Half a century after US astronauts brought it back from the moon’s surface, a minute piece of extraterrestrial rock has finally reached its intended destination, the island of Cyprus.
The 1.1 gram piece of moon rock was on display on Thursday at an exhibition commemorating the 50th anniversary of the last of the US Apollo lunar landings, and the Artemis mission — whose Orion capsule is on its way back to Earth after orbiting the moon.
“We have the moon rock, which we feel is perfect timing because it’s 50 years after it was brought to Earth,” said George Danos, president of the Cyprus Space Exploration Organisation which is hosting the exhibit.
The lunar sample is encased in a plastic globe with an attached plaque underneath a small flag of Cyprus that reads: “This fragment is a portion of a rock from the Taurus Littrow valley of the Moon. It is given as a symbol of the unity of human endeavor and carries with it the hope of the American people for a world at peace.”
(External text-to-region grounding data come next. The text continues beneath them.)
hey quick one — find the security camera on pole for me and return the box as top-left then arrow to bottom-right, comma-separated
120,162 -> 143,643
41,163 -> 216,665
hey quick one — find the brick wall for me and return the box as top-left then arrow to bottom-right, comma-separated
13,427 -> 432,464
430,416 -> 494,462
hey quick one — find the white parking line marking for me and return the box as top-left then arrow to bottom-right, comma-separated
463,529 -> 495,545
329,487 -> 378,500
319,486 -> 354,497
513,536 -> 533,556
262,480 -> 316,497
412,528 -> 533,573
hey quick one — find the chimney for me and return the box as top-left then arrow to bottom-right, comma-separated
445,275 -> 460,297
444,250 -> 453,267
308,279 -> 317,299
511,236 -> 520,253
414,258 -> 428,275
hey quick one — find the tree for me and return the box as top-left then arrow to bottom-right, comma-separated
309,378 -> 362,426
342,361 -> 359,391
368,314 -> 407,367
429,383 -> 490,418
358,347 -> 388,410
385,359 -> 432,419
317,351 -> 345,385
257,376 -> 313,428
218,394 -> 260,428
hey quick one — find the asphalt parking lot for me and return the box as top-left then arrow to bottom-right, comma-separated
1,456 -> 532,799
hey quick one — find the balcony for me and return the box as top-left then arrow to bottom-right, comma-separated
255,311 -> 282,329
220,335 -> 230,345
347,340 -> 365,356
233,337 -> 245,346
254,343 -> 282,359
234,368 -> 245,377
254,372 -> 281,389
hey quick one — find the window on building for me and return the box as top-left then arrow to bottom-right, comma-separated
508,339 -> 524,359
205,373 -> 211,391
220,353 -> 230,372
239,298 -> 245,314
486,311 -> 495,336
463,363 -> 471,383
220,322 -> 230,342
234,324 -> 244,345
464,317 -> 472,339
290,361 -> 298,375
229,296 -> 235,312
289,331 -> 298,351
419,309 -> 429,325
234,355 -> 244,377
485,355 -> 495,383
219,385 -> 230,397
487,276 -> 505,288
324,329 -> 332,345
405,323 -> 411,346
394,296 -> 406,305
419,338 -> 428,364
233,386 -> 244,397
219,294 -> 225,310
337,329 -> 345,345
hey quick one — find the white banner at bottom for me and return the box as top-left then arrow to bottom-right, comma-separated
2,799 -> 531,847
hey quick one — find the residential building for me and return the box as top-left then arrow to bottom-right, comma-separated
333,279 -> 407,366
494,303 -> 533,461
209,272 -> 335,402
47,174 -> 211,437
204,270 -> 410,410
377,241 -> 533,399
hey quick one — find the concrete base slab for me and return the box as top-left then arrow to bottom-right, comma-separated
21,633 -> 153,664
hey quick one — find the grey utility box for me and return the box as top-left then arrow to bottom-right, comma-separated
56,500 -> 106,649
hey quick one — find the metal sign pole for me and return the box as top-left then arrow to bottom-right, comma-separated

That echoes the words of Apollo 17 astronaut Eugene Cernan, who said the rock would be a “symbol of what our feelings are, what the feelings of the Apollo program are, and a symbol of mankind, that we can live in peace and harmony in the future.”
Apollo 17 closed the moon programme, with the three astronauts returning to Earth on December 19, 1972.
It was one of 270 such lunar samples brought back from moon missions in 1969 and 1972 that the Nixon administration gave as gifts to foreign countries.
But the item vanished as Cyprus reeled amid war and internal strife in 1974, the year US Ambassador to Cyprus Rodger P Davies was assassinated.
It was eventually returned to Nasa in the US and locked up in a vault. It finally made its return to Cyprus through the efforts of Mr Danos and will be officially handed over to the Cypriot people during a ceremony on December 16 at the presidential palace.
Joseph Gutheinz, a University of Arizona instructor and a former investigator for Nasa who has been tracking down missing moon rocks, had told The Associated Press that the Cyprus moon sample was taken by a relative of a US diplomat who had been posted to the US Embassy in Nicosia at the time.
Mr Gutheinz said that in 2009 he put pressure on the individual with the rock to “do the right thing” and return it to Nasa, which he did after a five-month-long negotiation.
Many lunar samples gifted to other nations have been stolen, destroyed or have gone missing, Mr Gutheinz said.